St. Georg ist seit 1980 Sperrgebiet. Prostitution ist dort offiziell verboten. „Wenn mit den bisherigen Instrumenten kein durchschlagender Erfolg erzielt wird, müssen weitere Mittel ausgelotet werden“, sagte Reschreiter. Mit dem Ansprechverbot könne die Polizei zusätzlich gegen Freier vorgehen – und nicht nur gegen Prostituierte. Andere Großstädte hätten positive Erfahrungen damit gemacht, etwa Düsseldorf, Köln, Frankfurt/ Main, Leipzig, Stuttgart und Mannheim.

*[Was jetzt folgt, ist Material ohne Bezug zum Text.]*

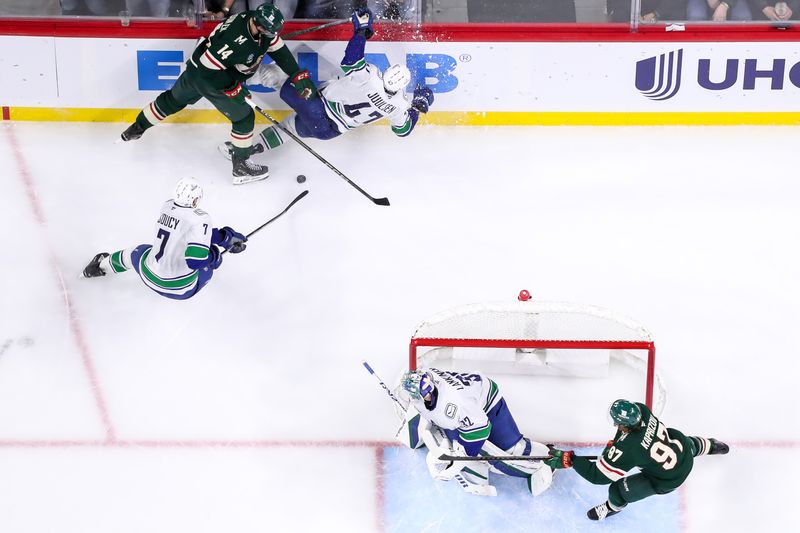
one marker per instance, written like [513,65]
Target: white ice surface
[246,408]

Kersten Artus von der Linken kritisierte, dass der Senat darauf verzichtet habe, die Einrichtungen zu Rate zu ziehen, die sich im Stadtteil um die Prostituierten kümmerten. Offenbar wolle er nur der Aufwertung des Stadtteils den Boden bereiten.

Der GAL-Wahlkreisabgeordnete Farid Müller äußerte Verständnis für die Sorgen der Anwohner. Der Senat solle ein Konzept erarbeiten, „bei dem das Kontaktverbot mit erwogen werden kann“.  (dpa/knö)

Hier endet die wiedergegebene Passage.